I think this post is long enough, but I want to add one more thing: this didn't happen overnight, and the process is still continuing. I think my next big purchase I'll make (other than my recent birthday present to myself--more on that later) is going to be a dehydrator. You need one if you want to make crispy nuts, sprouted flour, and certain soaked grains the right way. And I do.


Anonymous said...

Wow. I like this post a lot. And yes, a dehydrator is a great investment. Alex was unpacking some stuff yesterday and found ours.

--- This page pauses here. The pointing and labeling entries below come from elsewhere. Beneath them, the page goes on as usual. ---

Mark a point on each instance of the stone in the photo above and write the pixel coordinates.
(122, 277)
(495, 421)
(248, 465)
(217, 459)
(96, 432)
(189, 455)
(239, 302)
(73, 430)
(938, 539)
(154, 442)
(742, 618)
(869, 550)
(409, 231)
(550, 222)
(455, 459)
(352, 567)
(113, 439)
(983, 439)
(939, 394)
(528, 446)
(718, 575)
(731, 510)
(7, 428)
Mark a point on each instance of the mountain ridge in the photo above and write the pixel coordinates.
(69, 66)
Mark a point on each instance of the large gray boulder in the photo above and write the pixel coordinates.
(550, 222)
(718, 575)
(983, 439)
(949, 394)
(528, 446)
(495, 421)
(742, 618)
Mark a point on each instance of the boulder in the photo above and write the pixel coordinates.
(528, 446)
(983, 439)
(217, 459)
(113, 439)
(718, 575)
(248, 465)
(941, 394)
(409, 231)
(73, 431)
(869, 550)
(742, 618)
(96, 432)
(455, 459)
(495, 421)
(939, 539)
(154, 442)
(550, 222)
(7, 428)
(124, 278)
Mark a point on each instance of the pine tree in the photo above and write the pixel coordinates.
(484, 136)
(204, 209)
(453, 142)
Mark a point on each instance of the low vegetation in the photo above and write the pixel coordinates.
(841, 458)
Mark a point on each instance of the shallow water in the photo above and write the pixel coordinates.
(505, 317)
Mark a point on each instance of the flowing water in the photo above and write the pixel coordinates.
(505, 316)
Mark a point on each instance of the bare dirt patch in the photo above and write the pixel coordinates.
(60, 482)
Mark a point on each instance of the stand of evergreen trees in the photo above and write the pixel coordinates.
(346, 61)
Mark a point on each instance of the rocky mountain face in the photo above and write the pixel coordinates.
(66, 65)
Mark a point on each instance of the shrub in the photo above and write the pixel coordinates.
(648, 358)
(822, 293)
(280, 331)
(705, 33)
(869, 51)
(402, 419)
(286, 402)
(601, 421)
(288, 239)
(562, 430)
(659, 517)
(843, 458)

So, now I think it is time to make some beef jerky (a great high-protien snack to have on hand-even though our recipe calls to marinate it in a sauce comprmised mainly of soy sauce). But the salt in the soy sauce helps cure the meat so...And it tastes great.

New Mommy said...

Heather, you can buy "healthy" soy sauce. The Tamari brand is a naturally brewed, non-msg sauce.

Anonymous said...

Cattle was meant to graze on grass not be feed grains like they do now.

Speaking of oils - have you tried oil from Grapes?